# The best Von Karajan box



## DoFlamingo (Jan 12, 2014)

http://www.amazon.com/Karajan-1960s...id=1412353185&sr=8-1&keywords=von+karajan+60s

http://www.amazon.com/Karajan-1970s...id=1412353185&sr=8-1&keywords=von+karajan+70s

http://www.amazon.com/1980s-Orchest...2353196&sr=8-1-fkmr0&keywords=von+karajan+80s

I have the money for only one box now but i don't know what is the best. Any advice?

PS: Sorry for my english i'm an italian student.

PSS: In italy they have the same price.


----------



## bigshot (Nov 22, 2011)

I have the 60s box and the 70s symphonies box, but the best one is the EMI Orchestral box. Some of it is mono, but there's an awful lot of great recordings in there. Second would be the 60s box.


----------



## hpowders (Dec 23, 2013)

bigshot said:


> I have the 60s box and the 70s symphonies box, but the best one is the EMI Orchestral box. Some of it is mono, but there's an awful lot of great recordings in there. Second would be the 60s box.


I second this. Karajan's best work, in my opinion was with the Philharmonia Orchestra in the 1950's from "Angel Records" (USA), now of course, EMI. His Beethoven and Sibelius from this period were unexcelled by his later performances.


----------



## GGluek (Dec 11, 2011)

Best von Karajan box? Uhh, his coffin?


----------



## realdealblues (Mar 3, 2010)

I have the 60's and 70's boxes. Once the price comes down I will buy the 80's box as well.

I would suggest the 60's box because it will probably go out of print first so the prices will continue to go up.


----------



## Mahlerian (Nov 27, 2012)

GGluek said:


> Best von Karajan box? Uhh, his coffin?


It is the only one that truly gives you _all_ of Karajan.


----------



## Pip (Aug 16, 2013)

I also agree with Bigshot and HPowers - The EMI Box with 88CDs is the best to begin with because of all the wonderful Philharmonia/Walter Legge recordings. Then when you can, get the 1960s box - this was the period when he did not record for EMI at all.


----------



## Itullian (Aug 27, 2011)

I'd go 60's to start. All stereo and awesome performances.


----------



## DoFlamingo (Jan 12, 2014)

ok thank you so much!


----------



## PetrB (Feb 28, 2012)

GGluek said:


> Best von Karajan box? Uhh, his coffin?


You so beat me to this... _DAMN!_


----------



## hpowders (Dec 23, 2013)

Pip said:


> I also agree with Bigshot and HPowers - The EMI Box with 88CDs is the best to begin with because of all the wonderful Philharmonia/Walter Legge recordings. Then when you can, get the 1960s box - this was the period when he did not record for EMI at all.
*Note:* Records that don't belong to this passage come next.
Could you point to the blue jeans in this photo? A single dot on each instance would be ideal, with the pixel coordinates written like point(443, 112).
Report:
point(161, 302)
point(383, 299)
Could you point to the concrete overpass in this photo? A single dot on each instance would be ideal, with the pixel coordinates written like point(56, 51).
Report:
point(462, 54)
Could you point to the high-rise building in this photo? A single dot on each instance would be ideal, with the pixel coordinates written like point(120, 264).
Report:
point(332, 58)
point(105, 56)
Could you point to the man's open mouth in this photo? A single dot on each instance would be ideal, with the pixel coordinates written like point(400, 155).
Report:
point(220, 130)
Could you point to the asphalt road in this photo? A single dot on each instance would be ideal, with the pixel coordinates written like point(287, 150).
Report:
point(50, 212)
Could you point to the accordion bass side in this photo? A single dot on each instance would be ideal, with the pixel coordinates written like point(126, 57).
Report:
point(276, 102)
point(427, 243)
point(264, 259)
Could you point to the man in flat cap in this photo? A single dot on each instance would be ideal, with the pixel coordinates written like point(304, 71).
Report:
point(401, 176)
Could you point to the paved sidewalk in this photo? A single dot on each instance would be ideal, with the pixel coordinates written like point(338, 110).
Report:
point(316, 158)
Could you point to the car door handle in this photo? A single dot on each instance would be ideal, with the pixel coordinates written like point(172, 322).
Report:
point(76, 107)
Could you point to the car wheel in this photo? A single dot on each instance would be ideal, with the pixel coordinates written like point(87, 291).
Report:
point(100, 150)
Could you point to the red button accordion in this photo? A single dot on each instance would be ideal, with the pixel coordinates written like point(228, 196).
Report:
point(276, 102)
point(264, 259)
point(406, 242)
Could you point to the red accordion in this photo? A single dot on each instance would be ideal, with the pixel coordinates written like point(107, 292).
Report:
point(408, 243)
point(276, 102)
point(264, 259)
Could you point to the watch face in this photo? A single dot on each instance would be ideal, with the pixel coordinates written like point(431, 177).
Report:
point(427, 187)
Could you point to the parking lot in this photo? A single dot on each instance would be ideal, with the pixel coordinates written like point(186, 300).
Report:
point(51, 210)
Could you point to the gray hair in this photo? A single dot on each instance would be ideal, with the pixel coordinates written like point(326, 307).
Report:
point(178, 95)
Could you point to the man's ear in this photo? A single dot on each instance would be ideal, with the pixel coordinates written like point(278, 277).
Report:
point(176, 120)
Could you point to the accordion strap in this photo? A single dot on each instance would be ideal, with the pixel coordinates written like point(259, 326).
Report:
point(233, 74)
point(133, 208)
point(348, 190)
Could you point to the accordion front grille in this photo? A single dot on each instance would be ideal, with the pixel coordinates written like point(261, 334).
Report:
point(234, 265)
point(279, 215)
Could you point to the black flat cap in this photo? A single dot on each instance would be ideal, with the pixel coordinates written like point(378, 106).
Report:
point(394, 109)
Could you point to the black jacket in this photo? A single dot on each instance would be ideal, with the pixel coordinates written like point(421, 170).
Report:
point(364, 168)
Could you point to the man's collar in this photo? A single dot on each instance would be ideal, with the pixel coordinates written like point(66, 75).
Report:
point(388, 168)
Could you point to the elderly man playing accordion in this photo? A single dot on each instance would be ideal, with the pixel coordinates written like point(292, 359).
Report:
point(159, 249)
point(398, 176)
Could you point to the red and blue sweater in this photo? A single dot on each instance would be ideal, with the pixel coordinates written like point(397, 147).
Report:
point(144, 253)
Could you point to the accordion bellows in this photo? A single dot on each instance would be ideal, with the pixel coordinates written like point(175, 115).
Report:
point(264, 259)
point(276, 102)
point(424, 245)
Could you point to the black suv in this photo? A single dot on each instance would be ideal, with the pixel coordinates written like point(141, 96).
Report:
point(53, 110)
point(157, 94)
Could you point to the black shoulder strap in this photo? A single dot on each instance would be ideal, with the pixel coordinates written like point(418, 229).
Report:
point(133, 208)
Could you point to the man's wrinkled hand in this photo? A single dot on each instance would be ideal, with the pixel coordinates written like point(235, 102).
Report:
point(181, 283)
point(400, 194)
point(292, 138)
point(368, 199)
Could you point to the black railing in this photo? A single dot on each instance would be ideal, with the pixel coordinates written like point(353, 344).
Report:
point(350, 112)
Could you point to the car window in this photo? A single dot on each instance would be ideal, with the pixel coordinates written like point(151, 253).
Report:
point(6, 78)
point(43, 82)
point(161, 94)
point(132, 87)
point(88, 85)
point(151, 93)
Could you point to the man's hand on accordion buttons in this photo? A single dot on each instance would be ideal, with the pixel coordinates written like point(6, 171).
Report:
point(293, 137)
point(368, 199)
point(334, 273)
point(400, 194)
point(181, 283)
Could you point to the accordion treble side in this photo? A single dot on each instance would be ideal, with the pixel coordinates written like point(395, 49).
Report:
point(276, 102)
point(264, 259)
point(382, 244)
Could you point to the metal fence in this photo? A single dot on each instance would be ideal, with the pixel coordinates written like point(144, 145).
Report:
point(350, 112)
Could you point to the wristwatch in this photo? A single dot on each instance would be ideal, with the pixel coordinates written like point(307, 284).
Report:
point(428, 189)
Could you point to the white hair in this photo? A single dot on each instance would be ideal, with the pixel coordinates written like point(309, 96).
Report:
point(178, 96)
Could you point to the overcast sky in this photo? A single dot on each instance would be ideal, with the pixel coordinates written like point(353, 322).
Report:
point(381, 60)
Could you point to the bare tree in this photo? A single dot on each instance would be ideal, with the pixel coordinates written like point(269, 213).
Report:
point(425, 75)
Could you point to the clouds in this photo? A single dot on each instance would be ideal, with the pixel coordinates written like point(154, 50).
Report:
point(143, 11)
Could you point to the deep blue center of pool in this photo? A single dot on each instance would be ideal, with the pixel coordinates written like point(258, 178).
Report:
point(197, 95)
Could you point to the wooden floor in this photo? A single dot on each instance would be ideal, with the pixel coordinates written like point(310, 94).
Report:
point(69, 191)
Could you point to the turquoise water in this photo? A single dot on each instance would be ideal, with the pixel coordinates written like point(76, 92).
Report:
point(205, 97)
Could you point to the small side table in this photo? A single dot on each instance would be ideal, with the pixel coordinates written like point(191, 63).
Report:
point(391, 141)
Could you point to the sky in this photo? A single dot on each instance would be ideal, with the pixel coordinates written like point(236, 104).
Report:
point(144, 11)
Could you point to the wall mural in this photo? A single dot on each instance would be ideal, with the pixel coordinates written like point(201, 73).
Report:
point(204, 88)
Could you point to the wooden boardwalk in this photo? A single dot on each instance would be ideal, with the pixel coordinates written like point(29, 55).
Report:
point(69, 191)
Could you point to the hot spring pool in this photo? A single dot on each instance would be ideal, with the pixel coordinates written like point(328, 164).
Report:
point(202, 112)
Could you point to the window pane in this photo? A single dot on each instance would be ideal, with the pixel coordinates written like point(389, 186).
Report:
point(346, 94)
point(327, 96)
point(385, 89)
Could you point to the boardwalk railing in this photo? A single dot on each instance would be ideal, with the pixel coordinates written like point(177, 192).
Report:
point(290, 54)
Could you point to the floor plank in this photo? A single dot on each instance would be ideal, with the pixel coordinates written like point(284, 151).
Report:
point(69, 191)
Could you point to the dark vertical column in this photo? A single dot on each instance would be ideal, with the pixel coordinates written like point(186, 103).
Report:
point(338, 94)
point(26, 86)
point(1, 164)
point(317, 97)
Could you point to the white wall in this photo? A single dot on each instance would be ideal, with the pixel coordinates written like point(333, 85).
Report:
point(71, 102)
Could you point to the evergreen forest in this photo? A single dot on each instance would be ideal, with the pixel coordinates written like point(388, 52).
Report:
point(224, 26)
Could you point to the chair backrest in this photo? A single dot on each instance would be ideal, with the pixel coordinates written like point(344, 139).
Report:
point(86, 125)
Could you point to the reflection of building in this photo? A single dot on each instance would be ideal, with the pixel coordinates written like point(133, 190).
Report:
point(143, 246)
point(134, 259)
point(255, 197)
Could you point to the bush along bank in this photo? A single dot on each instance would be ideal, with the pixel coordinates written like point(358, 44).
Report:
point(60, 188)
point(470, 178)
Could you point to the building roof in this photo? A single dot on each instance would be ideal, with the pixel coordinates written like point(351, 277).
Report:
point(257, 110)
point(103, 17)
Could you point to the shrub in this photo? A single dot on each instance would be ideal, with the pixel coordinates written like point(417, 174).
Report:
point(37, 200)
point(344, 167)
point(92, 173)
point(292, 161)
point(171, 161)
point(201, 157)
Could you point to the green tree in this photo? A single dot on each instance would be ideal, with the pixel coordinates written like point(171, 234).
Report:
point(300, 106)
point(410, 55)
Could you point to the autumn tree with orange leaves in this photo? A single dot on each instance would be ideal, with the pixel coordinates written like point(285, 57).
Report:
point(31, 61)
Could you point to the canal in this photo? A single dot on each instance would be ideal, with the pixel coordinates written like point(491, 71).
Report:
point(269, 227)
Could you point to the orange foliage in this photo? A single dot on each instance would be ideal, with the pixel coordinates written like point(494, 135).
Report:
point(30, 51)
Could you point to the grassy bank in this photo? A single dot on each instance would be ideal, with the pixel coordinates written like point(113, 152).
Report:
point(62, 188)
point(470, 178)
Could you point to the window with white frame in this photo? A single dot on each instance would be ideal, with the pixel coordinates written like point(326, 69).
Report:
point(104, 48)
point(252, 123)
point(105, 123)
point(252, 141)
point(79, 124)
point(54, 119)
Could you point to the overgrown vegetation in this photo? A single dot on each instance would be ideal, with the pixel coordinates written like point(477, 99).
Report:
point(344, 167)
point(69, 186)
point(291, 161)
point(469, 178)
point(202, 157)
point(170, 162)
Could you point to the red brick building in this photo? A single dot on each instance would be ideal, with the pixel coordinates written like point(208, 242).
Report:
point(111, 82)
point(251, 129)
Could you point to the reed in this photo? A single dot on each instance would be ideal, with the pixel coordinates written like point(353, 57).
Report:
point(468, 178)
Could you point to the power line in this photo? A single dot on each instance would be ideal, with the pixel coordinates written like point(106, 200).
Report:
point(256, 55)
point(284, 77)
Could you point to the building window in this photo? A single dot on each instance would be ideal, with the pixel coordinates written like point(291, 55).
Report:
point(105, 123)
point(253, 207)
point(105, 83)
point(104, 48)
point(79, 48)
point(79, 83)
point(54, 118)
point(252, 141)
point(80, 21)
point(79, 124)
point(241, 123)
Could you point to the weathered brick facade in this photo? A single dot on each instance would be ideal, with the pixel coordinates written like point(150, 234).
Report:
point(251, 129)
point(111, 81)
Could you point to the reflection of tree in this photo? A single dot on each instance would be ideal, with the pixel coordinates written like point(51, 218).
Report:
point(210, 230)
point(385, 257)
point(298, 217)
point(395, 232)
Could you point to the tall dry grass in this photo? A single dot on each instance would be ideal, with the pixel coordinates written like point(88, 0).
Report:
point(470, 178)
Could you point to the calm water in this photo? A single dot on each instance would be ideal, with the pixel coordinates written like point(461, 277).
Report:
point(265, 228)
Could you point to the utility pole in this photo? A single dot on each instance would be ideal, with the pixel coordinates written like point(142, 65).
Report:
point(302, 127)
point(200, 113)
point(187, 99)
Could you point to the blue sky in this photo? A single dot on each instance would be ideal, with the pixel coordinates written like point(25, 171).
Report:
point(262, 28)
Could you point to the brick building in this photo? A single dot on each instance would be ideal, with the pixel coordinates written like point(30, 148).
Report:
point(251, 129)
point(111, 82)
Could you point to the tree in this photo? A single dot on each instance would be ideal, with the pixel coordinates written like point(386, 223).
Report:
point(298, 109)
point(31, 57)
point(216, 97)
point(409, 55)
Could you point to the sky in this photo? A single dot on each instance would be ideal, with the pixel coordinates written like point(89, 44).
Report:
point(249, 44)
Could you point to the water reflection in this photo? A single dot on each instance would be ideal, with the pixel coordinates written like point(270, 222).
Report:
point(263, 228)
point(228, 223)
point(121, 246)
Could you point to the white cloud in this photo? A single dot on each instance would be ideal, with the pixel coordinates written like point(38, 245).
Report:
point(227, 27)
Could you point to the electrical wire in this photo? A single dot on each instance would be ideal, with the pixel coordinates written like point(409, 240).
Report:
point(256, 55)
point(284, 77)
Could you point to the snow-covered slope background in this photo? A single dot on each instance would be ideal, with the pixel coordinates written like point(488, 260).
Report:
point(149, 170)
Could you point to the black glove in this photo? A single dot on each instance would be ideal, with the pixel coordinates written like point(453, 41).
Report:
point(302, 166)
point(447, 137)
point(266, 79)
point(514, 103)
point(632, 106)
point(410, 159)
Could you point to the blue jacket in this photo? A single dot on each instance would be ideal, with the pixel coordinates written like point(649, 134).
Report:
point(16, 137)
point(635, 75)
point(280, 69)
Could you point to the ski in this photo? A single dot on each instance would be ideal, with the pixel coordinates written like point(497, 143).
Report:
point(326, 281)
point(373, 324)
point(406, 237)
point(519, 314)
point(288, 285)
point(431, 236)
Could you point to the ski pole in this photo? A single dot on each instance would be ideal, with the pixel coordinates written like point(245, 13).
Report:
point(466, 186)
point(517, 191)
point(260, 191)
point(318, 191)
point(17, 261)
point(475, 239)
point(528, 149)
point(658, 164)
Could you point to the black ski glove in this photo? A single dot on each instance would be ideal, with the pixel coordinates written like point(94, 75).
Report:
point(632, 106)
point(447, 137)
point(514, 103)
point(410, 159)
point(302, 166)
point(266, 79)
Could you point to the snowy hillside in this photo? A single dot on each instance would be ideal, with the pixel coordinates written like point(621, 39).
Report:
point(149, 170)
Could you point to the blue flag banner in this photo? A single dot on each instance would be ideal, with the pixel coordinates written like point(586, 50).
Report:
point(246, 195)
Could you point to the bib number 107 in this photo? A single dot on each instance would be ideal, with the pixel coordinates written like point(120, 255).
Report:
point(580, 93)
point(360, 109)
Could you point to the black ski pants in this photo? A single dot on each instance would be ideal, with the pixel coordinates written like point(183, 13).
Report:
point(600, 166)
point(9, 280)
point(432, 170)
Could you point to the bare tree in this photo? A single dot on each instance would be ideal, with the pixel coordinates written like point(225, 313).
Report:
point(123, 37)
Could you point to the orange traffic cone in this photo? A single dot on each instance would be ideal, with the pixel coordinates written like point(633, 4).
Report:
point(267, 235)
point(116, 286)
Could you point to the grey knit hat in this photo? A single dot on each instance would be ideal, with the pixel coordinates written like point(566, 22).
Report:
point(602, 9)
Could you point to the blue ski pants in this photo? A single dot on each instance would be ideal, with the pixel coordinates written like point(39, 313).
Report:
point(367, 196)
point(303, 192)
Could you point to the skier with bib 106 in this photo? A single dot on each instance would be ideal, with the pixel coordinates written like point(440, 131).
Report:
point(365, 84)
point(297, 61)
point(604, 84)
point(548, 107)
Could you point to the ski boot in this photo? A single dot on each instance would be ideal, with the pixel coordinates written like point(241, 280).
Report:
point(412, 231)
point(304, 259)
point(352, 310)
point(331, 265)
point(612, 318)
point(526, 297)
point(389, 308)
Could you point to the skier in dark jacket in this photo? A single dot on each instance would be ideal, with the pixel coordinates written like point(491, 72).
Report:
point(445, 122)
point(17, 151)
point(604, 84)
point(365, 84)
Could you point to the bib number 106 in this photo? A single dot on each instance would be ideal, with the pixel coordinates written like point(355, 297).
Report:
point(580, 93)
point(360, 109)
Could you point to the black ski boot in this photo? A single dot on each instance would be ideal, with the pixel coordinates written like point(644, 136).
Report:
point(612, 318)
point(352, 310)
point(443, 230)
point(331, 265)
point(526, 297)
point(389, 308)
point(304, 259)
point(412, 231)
Yeah. That's the way I would go. Karajan at his best with Walter Legge providing the guidance.


----------



## hpowders (Dec 23, 2013)

Actually the best Karajan box may have arguably been Elizabeth Schwarzkopf's.


----------



## bigshot (Nov 22, 2011)

One quick note... the 60s box is laid out as original jackets. The EMI box is laid out as CDs. This means that the EMI box has a LOT more music. Something like 20 or 30 percent more than the DGG boxes do, even though the number of CDs are comparable.


----------



## Triplets (Sep 4, 2014)

hpowders said:


> Actually the best Karajan box may have arguably been Elizabeth Schwarzkopf's.


Rumor has it Annia Sophie may have boxed him as well, but it was hushed to keep HvK out of the clink...


----------



## hpowders (Dec 23, 2013)

Triplets said:


> Rumor has it Annia Sophie may have boxed him as well, but it was hushed to keep HvK out of the clink...


And for THAT I am truly envious and jealous. I always swoon over her covers, even though unfortunately I've never been under them.


----------



## Marschallin Blair (Jan 23, 2014)

GGluek said:


> Best von Karajan box? Uhh, his coffin?


Is it true all Orcs think higher should be lower? Or is that trolls?


----------



## SixFootScowl (Oct 17, 2011)

As I recall, Karajan often had soprano Gundula Janowitz singing in his performances. I wonder which box set would have the most works with Janowitz on them?


----------



## Itullian (Aug 27, 2011)

Florestan said:


> As I recall, Karajan often had soprano Gundula Janowitz singing in his performances. I wonder which box set would have the most works with Janowitz on them?


I would guess the 60s.


----------